Consumer prices rise by 3.4 percent

- Post Report, Kathmandu

Oct 30, 2017-

Consumer prices rose by an average of 3.4 percent in September, as vegetables became expensive after floods hit the country’s southern belt in mid-August. The price hike seen in the month was higher than 2.3 percent in August.

The pace at which consumer prices rose in September, however, was much slower than in the same month a year ago when inflation stood at 7.9 percent, shows the latest Macroeconomic Report of the Nepal Rastra Bank (NRB), the central bank.

Overall prices went up in September after vegetables became expensive by 8.9 percent following floods and inundation of Tarai lands in mid-August. Vegetables make a contribution of 5.5 percent to the consumer basket.

Despite a hike in prices of green produce, food prices went up by a moderate 1.8 percent in September, as prices of pulses and legumes plunged by 23.7 percent and spices became cheaper by 4.2 percent. 
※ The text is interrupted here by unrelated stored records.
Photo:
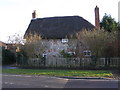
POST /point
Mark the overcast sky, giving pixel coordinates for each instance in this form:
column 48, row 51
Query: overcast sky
column 15, row 15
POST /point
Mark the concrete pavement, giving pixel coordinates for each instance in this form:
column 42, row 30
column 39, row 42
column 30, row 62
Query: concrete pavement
column 29, row 81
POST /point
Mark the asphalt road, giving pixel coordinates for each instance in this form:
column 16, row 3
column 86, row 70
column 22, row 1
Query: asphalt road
column 25, row 81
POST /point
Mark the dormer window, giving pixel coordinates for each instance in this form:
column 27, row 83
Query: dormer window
column 87, row 53
column 64, row 40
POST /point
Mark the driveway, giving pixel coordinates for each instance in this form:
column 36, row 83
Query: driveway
column 29, row 81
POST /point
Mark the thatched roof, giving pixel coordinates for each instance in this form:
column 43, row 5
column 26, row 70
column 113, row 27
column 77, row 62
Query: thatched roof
column 58, row 27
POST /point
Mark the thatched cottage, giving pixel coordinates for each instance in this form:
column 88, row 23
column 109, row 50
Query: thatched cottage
column 59, row 31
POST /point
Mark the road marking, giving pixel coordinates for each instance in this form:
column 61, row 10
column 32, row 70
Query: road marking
column 8, row 83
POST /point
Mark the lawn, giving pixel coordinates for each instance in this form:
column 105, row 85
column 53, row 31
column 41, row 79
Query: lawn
column 76, row 73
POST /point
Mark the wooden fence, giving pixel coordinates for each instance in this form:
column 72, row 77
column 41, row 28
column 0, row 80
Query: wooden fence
column 74, row 62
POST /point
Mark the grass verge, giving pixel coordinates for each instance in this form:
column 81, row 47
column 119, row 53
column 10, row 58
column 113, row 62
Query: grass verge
column 75, row 73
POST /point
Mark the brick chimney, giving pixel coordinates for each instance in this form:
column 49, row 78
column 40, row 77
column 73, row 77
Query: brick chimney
column 34, row 15
column 97, row 20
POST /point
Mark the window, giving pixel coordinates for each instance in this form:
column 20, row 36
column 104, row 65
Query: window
column 64, row 40
column 87, row 53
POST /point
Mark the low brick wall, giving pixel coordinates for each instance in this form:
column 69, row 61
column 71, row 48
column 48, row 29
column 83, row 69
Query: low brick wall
column 74, row 62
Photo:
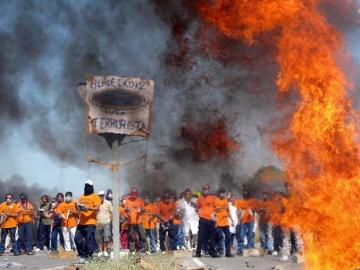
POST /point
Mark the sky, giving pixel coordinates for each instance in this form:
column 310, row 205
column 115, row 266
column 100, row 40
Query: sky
column 49, row 46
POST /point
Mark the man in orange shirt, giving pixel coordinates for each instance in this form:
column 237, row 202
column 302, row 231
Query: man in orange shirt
column 167, row 212
column 134, row 208
column 149, row 223
column 10, row 210
column 246, row 225
column 67, row 210
column 25, row 224
column 206, row 239
column 87, row 205
column 222, row 214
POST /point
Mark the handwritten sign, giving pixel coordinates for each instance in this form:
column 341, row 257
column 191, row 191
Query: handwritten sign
column 119, row 105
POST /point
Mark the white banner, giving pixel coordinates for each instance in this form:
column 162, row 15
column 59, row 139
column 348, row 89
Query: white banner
column 119, row 105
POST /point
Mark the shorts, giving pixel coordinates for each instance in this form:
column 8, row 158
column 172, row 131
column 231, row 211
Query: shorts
column 102, row 233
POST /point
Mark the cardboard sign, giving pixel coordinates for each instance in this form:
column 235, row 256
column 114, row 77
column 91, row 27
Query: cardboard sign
column 119, row 105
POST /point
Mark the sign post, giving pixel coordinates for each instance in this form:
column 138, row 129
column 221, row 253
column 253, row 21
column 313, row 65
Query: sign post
column 118, row 107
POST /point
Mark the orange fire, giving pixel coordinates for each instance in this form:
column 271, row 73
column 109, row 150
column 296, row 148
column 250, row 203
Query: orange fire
column 318, row 149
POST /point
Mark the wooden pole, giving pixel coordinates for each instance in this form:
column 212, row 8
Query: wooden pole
column 115, row 186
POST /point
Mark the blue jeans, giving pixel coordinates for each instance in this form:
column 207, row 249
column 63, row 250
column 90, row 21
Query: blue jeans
column 4, row 233
column 266, row 236
column 85, row 240
column 172, row 230
column 43, row 236
column 221, row 231
column 151, row 237
column 206, row 238
column 181, row 236
column 245, row 230
column 54, row 233
column 25, row 237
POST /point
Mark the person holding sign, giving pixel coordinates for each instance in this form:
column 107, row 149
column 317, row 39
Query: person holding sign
column 88, row 205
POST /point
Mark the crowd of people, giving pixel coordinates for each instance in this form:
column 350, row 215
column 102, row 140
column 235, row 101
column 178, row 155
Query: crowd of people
column 213, row 223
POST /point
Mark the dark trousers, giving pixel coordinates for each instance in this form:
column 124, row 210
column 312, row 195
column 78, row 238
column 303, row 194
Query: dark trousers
column 43, row 237
column 25, row 237
column 207, row 234
column 221, row 231
column 172, row 230
column 4, row 233
column 54, row 233
column 85, row 240
column 133, row 230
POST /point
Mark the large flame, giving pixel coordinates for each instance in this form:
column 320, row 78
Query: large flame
column 319, row 150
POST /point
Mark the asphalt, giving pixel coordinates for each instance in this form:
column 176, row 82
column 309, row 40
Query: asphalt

Among other food products, prices of cereal grains and their products went up by 0.2 percent, meat and fish rose by 3.3 percent, and milk products and eggs increased by 4.5 percent, shows the NRB report.

Also, prices of non-food items jumped by 4.7 percent in September, as prices of clothes and footwear went up by 5.6 percent and housing and utilities bills soared by 5.9 percent.

Inflation has been moderating in Nepal since November 2016 and has stood at less than 5 percent, providing big relief to consumers who were used to seeing double-digit consumer price hike.

One of the reasons for this is India’s decision to fix inflation target of 4 percent with upper tolerance level of 6 percent and lower limit of 2 percent. This means India will not allow inflation to exceed 6 percent or drop below 2 percent. 

This Indian central bank policy is expected to help Nepal because one of the factors that drives up consumer prices here is price hike in India, as the country imports almost 65 percent of goods from the southern neighbour. 

Inflation stood at 3.3 percent in India in September.

However, Nepal does not always enjoy the benefits of lower price in India. In January 2016, for instance, inflation stood at 5.7 percent in India, while prices had gone up by an average of 12.1 percent in Nepal.

The inflation wedge between Nepal and India, according to the NRB, had widened at that time due to supply-side constraints, such as lingering impact of earthquakes of April and May, 2015, unrest in southern plains and disturbances on trade routes in southern parts of the country.

At that time, protests in the Tarai and blockade had affected movement of cargo vehicles and completely halted imports of goods, crippling the country’s supply system. Also, black marketing thrived at that time, which jacked up prices of most of the essentials, building inflationary pressure.